POR PATRICIA BETAZA
Cuando escribo estas líneas han sido rescatados cuatro de los 12 niños y su entrenador, atrapados en una cueva en Tailandia.La noticia acapara las primeras planas en todo el mundo.
Vidas de niños de entre 11 y 16 años y su joven entrenador de 25 penden de las posibilidades de que no siga lloviendo y de que no se acabe el oxígeno. Han tenido que planear una serie de estrategias para poder llegar a ellos. Uno de los buzos voluntarios murió en el intento.

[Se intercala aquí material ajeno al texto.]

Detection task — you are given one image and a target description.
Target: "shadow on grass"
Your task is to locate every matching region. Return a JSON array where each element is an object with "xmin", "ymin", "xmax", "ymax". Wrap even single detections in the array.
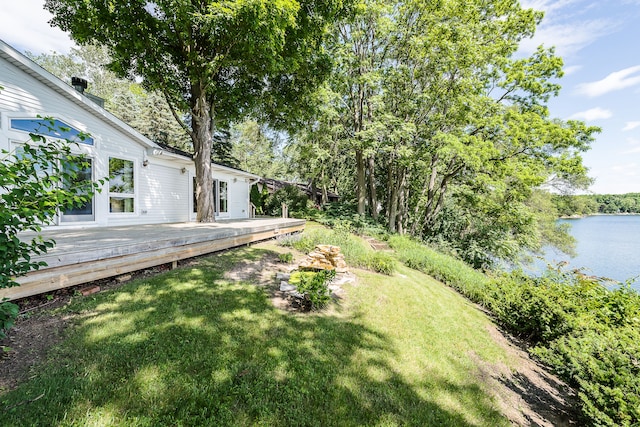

Ver la angustia en los rostros de quiénes quieren sacarlos vivos de ahí contagia sin duda -o debería de hacerlo- al más frío de los mortales. Y es que pareciera que de ser tan frecuentes ya nos estamos acostumbrando a saber de las peores atrocidades cometidas por seres humanos contra seres humanos.
Saber de la fragilidad de la vida siempre debe sobrecogernos, no importa si es una cueva como la de Tailandia, la guerra en Siria o los enfrentamientos en las calles de Tamaulipas. La vida es a veces un suspiro.
La pesadilla en la cueva comenzó el 23 de junio cuando se le perdió la pista a los integrantes del equipo de futbol los “Jabalíes salvajes”. Llevan ya 17 días ahí atrapados entre la cueva rocosa y el agua que, por la época de lluvias, amenaza con subir de nivel. Cada minuto que transcurre es una lucha para que el oxígeno no disminuya.
Previo al rescate de los cuatro, los niños tuvieron la oportunidad de enviar con los buzos, una carta común para sus familias. Todos con una entereza y resiliencia que impactan. “Papá, mamá, estoy bien, no se preocupen por mi. Prepárenme mi comida favorita. Los quiero mucho. Perdóname si los hice enojar. Maestros ya no dejen mucha tarea. Mamá te ayudaré en la tienda…” No pude evitar las lágrimas. ¡Cuánto tiempo perdemos en preocuparnos por insignificancias!
Frente al riesgo de perder la vida todo se empequeñece, nada resulta importante. Me encantaría despertar con las imágenes de los niños y su entrenador ya liberados y saber que en alguna casa tailandesa ya están preparando la comida favorita de alguno de ellos.